Serge habite en Belgique, plus précisément au « Bonanza 2 » (sic), un camping de la côte où il a posé sa caravane à l’année. Ancien pilote de DC3 « ayant pas mal roulé sa bosse en Afrique », marié et divorcé deux fois, il cherche aujourd’hui quelqu’une pour l’accompagner dans sa vie de sexagénaire flamboyant. Mais Serge ne se sent ni vieux ni laid ni quoi que ce soit d’autre qui pourrait le contraindre aux bras et aux draps d’une femme de son âge voire d’une jeunette de 10 ou 20 ans sa cadette ; il a encore de l’appétit et des envies de chair fraîche. C’est en tout cas ce que l’on extrapole. Car comment expliquer autrement une recherche de « l’âme » (hmmm…) s½ur qui néglige les créneaux de proximité pour privilégier d’emblée des sites Internet sur lesquels de jeunes beautés slaves se mettent sur le marché matrimonial?

C’est sur un de ces sites que Serge a choisi – il dit « rencontré » – Elena, jeune Ukrainienne d’une vingtaine d’années, étudiante en tourisme et restauration dixit son profil. Physique de mannequin, ouverture d’esprit, disponibilité quasi immédiate, c’est assurément un « Best choice ». Mais attention : Serge n’est pas naïf ! Pas question pour lui d’acheter une chatte dans un sac. Ce « passionné d’informatique » sait que l’arnaque règne sur le net et il subodore qu’une Elena craquant pour un mec comme lui, c’est aussi crédible qu’un I-Phone 4S vendu à 10 euros frais de livraison inclus. Alors il investigue, cherche, traque et trouve effectivement sur un autre site son Elena toujours offerte aux convoitises. Les choses semblent claires – ou plutôt pas très nettes – et les probabilités de conclure proches de zéro, mais Serge éprouve néanmoins quelques difficultés à renoncer à ce qui reste pour lui une superbe affaire. Il se lance donc dans une communication suivie avec la belle et, de courriels en conversations téléphoniques, le projet de rencontre prend corps. C’est Elena qui viendra en Belgique. Mais cela coûte cher ; elle a besoin d’argent pour les formalités administratives, le passeport, le billet d’avion. Serge paie. En vain : Elena n’arrivera pas.
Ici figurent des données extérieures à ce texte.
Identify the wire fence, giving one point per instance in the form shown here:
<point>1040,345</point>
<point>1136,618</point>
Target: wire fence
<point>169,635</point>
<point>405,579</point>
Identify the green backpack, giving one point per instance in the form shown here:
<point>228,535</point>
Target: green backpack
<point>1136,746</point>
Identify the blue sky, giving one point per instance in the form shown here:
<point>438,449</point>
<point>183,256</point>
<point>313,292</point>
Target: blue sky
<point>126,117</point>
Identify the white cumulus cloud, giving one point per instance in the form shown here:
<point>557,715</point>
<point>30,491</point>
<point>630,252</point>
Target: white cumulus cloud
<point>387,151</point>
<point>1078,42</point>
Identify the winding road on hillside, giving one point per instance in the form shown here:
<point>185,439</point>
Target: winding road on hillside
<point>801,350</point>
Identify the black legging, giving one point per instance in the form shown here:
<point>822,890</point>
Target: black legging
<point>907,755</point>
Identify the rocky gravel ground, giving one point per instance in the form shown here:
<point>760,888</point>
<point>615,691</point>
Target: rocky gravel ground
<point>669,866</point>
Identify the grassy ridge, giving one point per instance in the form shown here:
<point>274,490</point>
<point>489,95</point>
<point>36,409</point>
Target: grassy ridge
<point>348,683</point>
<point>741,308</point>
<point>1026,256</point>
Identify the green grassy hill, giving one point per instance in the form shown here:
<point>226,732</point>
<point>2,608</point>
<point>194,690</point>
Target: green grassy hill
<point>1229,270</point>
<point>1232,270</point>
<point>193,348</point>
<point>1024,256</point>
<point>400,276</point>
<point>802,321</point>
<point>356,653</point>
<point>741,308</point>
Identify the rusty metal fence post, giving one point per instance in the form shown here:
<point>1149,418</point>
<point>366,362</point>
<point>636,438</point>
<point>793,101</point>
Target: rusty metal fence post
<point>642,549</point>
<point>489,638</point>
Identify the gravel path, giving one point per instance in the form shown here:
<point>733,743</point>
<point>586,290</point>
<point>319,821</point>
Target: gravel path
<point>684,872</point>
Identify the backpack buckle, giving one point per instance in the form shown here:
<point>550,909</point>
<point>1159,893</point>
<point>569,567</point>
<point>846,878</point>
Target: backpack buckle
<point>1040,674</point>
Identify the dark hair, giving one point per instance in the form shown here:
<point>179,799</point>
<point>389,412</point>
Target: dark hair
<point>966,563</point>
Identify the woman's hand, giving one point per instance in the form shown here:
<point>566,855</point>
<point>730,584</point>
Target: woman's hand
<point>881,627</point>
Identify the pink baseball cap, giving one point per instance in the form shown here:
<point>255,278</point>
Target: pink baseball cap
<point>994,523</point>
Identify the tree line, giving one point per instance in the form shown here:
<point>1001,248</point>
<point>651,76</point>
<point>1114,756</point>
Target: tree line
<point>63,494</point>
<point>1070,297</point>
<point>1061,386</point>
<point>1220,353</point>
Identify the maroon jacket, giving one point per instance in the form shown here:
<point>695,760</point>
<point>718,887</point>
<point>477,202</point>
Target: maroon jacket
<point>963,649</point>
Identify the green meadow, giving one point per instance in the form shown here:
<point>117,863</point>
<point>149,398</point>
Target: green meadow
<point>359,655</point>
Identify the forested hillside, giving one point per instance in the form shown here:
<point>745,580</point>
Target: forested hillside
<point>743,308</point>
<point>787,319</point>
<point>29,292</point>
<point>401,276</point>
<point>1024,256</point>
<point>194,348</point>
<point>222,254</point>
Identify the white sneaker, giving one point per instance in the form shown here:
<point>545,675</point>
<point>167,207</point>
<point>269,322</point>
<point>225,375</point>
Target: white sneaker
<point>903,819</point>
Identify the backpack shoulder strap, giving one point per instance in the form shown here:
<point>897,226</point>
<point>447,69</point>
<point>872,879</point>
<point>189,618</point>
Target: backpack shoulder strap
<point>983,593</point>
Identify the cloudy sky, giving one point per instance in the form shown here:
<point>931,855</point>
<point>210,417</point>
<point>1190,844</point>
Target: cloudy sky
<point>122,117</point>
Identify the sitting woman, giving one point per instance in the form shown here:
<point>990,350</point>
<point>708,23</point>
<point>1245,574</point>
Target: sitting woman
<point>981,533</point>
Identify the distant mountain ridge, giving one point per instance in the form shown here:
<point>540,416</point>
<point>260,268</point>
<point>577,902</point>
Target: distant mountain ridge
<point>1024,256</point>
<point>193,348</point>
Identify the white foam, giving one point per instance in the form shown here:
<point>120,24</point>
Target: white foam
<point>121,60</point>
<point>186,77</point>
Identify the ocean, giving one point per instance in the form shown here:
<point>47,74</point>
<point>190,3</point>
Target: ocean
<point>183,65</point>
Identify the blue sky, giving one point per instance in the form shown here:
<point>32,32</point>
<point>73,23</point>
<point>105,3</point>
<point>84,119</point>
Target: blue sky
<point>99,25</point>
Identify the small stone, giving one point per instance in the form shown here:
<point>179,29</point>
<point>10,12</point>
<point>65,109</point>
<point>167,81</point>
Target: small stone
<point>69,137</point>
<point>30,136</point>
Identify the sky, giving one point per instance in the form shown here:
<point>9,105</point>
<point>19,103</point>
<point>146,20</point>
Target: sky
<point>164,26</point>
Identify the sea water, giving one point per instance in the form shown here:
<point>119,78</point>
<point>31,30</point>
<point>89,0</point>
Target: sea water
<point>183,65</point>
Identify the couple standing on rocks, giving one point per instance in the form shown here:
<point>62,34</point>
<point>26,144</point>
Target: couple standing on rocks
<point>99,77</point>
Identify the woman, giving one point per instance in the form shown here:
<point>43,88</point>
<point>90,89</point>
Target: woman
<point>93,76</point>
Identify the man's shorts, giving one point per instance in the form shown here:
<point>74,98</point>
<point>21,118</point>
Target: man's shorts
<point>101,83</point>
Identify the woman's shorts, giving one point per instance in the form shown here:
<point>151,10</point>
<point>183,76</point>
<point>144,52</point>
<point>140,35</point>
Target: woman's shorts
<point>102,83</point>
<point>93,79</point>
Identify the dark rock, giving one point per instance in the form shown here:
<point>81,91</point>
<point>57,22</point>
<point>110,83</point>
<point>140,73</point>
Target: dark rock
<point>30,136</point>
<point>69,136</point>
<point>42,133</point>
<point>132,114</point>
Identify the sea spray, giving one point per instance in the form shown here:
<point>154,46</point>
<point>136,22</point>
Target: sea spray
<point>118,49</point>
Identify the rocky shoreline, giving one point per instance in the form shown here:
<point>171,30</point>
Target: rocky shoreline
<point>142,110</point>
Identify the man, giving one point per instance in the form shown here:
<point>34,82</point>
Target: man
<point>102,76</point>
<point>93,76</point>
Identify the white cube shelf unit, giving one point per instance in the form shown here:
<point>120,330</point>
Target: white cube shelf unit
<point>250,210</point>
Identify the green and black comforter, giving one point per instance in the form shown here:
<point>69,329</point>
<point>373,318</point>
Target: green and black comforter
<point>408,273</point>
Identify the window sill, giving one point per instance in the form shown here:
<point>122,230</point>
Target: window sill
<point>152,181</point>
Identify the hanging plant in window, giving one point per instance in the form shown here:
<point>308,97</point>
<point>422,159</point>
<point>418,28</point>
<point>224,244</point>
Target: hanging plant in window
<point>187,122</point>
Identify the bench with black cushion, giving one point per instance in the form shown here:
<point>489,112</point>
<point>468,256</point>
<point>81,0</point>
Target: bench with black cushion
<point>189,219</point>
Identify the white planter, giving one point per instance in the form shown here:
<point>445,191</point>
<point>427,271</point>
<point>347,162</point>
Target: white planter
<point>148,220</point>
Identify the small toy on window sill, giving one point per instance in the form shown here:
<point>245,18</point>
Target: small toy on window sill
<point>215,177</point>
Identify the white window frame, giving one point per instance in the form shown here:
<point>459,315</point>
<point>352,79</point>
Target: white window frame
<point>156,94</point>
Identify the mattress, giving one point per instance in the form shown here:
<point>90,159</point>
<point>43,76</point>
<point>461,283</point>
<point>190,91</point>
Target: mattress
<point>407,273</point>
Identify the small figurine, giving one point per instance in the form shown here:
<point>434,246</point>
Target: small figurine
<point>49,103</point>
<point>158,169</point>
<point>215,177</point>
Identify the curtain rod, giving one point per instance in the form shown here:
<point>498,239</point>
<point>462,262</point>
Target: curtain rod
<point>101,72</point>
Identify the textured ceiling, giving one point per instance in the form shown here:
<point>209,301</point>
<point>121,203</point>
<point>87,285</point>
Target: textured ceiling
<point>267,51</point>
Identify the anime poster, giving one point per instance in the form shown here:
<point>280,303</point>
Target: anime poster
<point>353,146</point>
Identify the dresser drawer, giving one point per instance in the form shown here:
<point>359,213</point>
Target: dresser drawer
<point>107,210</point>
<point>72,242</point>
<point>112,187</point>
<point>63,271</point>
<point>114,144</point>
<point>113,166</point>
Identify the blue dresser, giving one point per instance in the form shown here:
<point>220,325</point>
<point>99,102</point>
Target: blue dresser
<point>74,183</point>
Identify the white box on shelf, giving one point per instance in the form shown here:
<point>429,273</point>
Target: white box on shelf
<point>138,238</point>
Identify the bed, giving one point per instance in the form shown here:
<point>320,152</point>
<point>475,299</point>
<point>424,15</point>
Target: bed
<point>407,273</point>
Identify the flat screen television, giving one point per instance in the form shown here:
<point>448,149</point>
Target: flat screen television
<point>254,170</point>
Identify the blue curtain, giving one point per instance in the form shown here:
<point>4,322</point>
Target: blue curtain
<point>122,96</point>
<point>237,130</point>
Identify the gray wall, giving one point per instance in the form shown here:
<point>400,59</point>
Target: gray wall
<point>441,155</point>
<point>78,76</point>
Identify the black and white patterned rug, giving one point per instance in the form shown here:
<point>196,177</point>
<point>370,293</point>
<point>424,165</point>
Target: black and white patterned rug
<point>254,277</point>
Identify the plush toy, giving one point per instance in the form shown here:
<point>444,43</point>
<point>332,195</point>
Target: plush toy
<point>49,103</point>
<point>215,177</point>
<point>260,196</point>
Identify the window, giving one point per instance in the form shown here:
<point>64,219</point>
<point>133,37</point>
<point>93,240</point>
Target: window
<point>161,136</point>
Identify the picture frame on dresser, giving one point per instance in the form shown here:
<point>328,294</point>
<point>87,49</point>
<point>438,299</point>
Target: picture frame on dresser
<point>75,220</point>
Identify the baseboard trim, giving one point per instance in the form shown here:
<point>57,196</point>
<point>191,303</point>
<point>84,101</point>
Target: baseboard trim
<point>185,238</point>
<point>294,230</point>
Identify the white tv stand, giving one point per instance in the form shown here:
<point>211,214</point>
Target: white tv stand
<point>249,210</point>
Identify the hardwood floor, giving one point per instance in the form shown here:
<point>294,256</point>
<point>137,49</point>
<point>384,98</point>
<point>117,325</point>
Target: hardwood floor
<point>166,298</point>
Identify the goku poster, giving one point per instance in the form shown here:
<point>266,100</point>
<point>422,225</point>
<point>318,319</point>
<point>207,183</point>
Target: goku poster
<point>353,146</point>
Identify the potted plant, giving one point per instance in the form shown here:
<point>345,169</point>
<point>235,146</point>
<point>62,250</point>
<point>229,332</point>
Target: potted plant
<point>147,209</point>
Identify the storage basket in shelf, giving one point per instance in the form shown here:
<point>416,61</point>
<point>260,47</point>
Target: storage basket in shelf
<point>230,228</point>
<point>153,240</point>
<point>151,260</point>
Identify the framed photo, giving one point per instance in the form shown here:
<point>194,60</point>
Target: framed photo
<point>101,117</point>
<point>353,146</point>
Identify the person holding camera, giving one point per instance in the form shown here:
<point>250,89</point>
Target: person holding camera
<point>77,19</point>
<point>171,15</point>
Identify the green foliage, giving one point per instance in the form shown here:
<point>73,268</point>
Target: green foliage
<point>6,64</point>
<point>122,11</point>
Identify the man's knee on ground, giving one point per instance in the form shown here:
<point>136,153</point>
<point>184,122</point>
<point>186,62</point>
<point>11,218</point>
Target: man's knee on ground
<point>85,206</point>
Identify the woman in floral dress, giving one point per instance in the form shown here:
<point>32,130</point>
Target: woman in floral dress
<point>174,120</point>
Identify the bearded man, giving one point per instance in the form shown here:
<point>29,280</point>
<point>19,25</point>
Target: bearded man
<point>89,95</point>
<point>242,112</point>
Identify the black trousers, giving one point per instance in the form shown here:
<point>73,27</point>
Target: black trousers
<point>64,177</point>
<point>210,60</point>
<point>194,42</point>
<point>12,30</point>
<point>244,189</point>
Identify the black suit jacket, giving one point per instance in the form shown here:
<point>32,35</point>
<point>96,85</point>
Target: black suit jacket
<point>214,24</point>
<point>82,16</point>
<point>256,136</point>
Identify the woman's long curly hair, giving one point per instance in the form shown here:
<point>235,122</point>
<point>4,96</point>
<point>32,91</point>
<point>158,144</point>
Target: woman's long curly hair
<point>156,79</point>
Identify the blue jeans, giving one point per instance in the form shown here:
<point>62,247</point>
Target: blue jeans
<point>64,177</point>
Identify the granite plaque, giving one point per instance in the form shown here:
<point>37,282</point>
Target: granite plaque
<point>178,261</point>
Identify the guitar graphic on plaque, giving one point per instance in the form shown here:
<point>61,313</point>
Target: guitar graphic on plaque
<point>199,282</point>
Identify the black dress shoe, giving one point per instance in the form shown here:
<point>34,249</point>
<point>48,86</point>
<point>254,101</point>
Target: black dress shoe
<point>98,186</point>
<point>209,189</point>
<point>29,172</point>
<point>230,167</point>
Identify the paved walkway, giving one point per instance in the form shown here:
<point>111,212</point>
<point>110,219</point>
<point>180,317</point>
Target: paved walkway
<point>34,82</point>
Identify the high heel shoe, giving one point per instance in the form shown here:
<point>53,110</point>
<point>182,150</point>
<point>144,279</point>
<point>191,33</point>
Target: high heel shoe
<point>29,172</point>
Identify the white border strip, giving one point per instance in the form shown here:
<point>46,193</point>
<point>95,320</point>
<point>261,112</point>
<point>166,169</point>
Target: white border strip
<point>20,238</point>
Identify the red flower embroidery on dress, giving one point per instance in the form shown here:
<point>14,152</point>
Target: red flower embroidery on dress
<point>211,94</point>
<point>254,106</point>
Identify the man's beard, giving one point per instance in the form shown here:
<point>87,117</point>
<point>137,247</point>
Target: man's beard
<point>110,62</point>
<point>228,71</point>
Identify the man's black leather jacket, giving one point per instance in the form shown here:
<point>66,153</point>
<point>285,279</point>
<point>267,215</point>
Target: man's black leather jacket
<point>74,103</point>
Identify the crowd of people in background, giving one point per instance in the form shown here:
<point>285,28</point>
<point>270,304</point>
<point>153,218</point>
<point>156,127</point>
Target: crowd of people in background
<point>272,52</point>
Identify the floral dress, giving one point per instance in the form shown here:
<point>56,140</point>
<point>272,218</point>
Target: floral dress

On le devine, l’entourloupe ne surprend guère le prétendant floué ; il a joué, il a perdu, mais le jeu en valait largement la chandelle. Imaginez que cette Elena soit suffisamment paumée pour tomber dans les bras du premier sauveur venu… C’était presque mieux que le jackpot de l’Euromillions ! Feu d’artifice quotidien assuré dans la caravane !

Quoi qu’il en soit, Serge n’entend pas en rester là. Il a perdu, certes, mais pas question pour autant de s’avouer vaincu : il prendra sa revanche en faisant la preuve de l’escroquerie préméditée. Le voici donc débarquant en Ukraine pour une chasse à l’Elena. Et il ne lui faut pas longtemps pour découvrir que sa promise a accumulé les bobards : les coûteuses démarches pour lesquelles il lui fallait de l’argent sont pures inventions ; pas de trace de son inscription à l’université où les cours de tourisme et de restauration ne figurent d’ailleurs pas au programme ; sa prétendue adresse n’existe pas. Cerise sur le gâteau : l’agence responsable du site sur lequel Serge avait trouvé sa dulcinée a déserté depuis belle lurette les bureaux qu’elle occupait dans un immeuble miteux.

A ce point de son périple, notre ancien pilote reconverti en limier amateur ne nourrit plus le moindre doute. Pour lui, les choses sont claires : « Scameuse. Ou scameur… Certain ! »[[« Scameur » est le terme désignant l’escroc qui poste de fausses annonces sur internet.]] Il s’est fait piéger mais il a réussi à mettre le piège à jour. L’honneur est sauf, il peut regagner le « Bonanza 2 » l’esprit serein.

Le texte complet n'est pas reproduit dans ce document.